L’impotenza della “politica mondiale” davanti al disastro crescente non è causata dalla “stupidità”, dall’”indifferenza” o dalla “corruzione” dei leader politici. C’è certamente anche questo. Ma anche i migliori non possono né potrebbero fare molto in un mondo dove l’unica legge che conta – nonostante non sia affatto una legge scientifica – è che il mercato risolve spontaneamente tutti i problemi, decidendo la migliore allocazione possibile delle risorse. Ossia l’ideologia neoliberista, abito mentale che copre gli interessi del profitto.

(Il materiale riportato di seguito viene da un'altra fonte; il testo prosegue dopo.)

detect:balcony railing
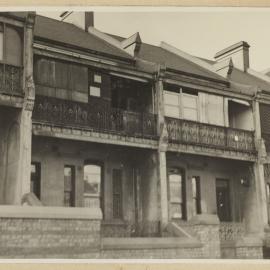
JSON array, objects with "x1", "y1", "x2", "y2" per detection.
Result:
[
  {"x1": 32, "y1": 95, "x2": 157, "y2": 139},
  {"x1": 166, "y1": 117, "x2": 256, "y2": 153},
  {"x1": 0, "y1": 63, "x2": 22, "y2": 94}
]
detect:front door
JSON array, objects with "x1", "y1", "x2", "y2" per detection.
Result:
[{"x1": 216, "y1": 179, "x2": 231, "y2": 222}]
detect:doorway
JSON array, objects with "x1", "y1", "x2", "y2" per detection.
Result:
[
  {"x1": 216, "y1": 179, "x2": 231, "y2": 222},
  {"x1": 83, "y1": 162, "x2": 104, "y2": 216}
]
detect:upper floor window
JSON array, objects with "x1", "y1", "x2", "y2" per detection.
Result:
[
  {"x1": 164, "y1": 83, "x2": 198, "y2": 121},
  {"x1": 0, "y1": 23, "x2": 23, "y2": 66},
  {"x1": 0, "y1": 25, "x2": 3, "y2": 61},
  {"x1": 89, "y1": 71, "x2": 102, "y2": 98}
]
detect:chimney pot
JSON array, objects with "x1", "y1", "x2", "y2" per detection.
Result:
[{"x1": 85, "y1": 12, "x2": 94, "y2": 31}]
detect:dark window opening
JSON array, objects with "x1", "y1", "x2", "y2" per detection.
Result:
[
  {"x1": 112, "y1": 169, "x2": 123, "y2": 219},
  {"x1": 64, "y1": 165, "x2": 76, "y2": 207},
  {"x1": 182, "y1": 87, "x2": 198, "y2": 96},
  {"x1": 163, "y1": 82, "x2": 180, "y2": 93},
  {"x1": 192, "y1": 176, "x2": 202, "y2": 215},
  {"x1": 111, "y1": 75, "x2": 151, "y2": 113},
  {"x1": 31, "y1": 162, "x2": 41, "y2": 199}
]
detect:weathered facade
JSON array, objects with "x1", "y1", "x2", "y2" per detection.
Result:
[{"x1": 0, "y1": 11, "x2": 270, "y2": 259}]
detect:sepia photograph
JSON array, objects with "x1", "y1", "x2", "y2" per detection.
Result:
[{"x1": 1, "y1": 6, "x2": 270, "y2": 261}]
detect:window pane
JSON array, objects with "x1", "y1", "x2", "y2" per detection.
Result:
[
  {"x1": 169, "y1": 174, "x2": 182, "y2": 203},
  {"x1": 89, "y1": 86, "x2": 101, "y2": 97},
  {"x1": 31, "y1": 164, "x2": 36, "y2": 174},
  {"x1": 83, "y1": 164, "x2": 102, "y2": 208},
  {"x1": 192, "y1": 177, "x2": 197, "y2": 198},
  {"x1": 84, "y1": 164, "x2": 101, "y2": 207},
  {"x1": 94, "y1": 74, "x2": 102, "y2": 83},
  {"x1": 0, "y1": 32, "x2": 3, "y2": 61},
  {"x1": 30, "y1": 162, "x2": 41, "y2": 199},
  {"x1": 165, "y1": 105, "x2": 180, "y2": 118},
  {"x1": 183, "y1": 108, "x2": 197, "y2": 121},
  {"x1": 64, "y1": 167, "x2": 72, "y2": 191},
  {"x1": 64, "y1": 166, "x2": 75, "y2": 207},
  {"x1": 183, "y1": 94, "x2": 197, "y2": 108},
  {"x1": 164, "y1": 92, "x2": 179, "y2": 106},
  {"x1": 267, "y1": 183, "x2": 270, "y2": 200},
  {"x1": 170, "y1": 203, "x2": 182, "y2": 219},
  {"x1": 6, "y1": 25, "x2": 22, "y2": 66}
]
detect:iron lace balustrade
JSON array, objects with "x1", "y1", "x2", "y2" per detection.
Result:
[
  {"x1": 0, "y1": 63, "x2": 22, "y2": 94},
  {"x1": 166, "y1": 117, "x2": 256, "y2": 153},
  {"x1": 33, "y1": 95, "x2": 157, "y2": 139},
  {"x1": 219, "y1": 222, "x2": 245, "y2": 242}
]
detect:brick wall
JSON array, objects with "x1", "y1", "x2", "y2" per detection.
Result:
[
  {"x1": 192, "y1": 224, "x2": 221, "y2": 258},
  {"x1": 183, "y1": 214, "x2": 221, "y2": 259},
  {"x1": 100, "y1": 237, "x2": 203, "y2": 259},
  {"x1": 101, "y1": 247, "x2": 203, "y2": 259},
  {"x1": 0, "y1": 205, "x2": 102, "y2": 258},
  {"x1": 234, "y1": 237, "x2": 263, "y2": 259}
]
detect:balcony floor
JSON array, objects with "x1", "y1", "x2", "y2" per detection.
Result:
[{"x1": 32, "y1": 122, "x2": 159, "y2": 149}]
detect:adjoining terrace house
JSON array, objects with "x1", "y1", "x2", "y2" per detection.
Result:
[{"x1": 0, "y1": 11, "x2": 268, "y2": 259}]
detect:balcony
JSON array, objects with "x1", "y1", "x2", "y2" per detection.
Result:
[
  {"x1": 0, "y1": 64, "x2": 22, "y2": 95},
  {"x1": 166, "y1": 117, "x2": 256, "y2": 154},
  {"x1": 32, "y1": 95, "x2": 157, "y2": 140}
]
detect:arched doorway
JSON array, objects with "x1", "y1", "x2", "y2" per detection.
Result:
[{"x1": 83, "y1": 162, "x2": 104, "y2": 215}]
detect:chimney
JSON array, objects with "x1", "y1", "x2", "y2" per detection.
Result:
[
  {"x1": 60, "y1": 11, "x2": 94, "y2": 31},
  {"x1": 85, "y1": 12, "x2": 94, "y2": 30},
  {"x1": 214, "y1": 41, "x2": 250, "y2": 72}
]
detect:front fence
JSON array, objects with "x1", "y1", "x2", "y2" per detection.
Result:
[{"x1": 219, "y1": 222, "x2": 245, "y2": 242}]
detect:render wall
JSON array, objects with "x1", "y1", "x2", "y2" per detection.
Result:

Ogni governo del pianeta – con qualche importante eccezione, ma anche con grandi “compromessi”, come la Cina – si muove dentro i termini di quella “legge”, altrimenti viene smantellato dalla “forza del mercato” (finanziario, nel migliore dei casi, dagli eserciti occidentali nel peggiore).
Il mercato sta distruggendo il pianeta. O meglio gli equilibri vitali che che hanno permesso una certa evoluzione della natura su questo pianeta.
Chiedere al “mercato” (e ai “politici” che lo “facilitano”) di risolvere il problema che ha creato, di “autoriformarsi” prima che sia troppo tardi, non sembra proprio la soluzione più razionale.
Naturalmente il “discorso green” è diventato da tempo un’occasione di business. Miliardario, altrimenti non sarebbe abbastanza interessante per la folla di multinazionali e società finanziarie che hanno sponsorizzato la Cop26. Non che si tratti di una novità.
Persino Repubblica – megafono vergognoso del peggior neoliberismo “finto-progressista” – ha dovuto ammettere che in direzione del “business verde” viaggiano da anni migliaia di miliardi di fondi pubblici (più di 2.200 in sette anni), in tutto il mondo, che non servono affatto a cambiare l’equazione ambientale (tutti i parametri sono in peggioramento accelerato), ma sicuramente hanno gonfiato le tasche di pochissimi.
Il cortocircuito tra “ambientalismo compatibile e benestante” e “preoccupazioni dell’establishment” non potrebbe essere più chiaro.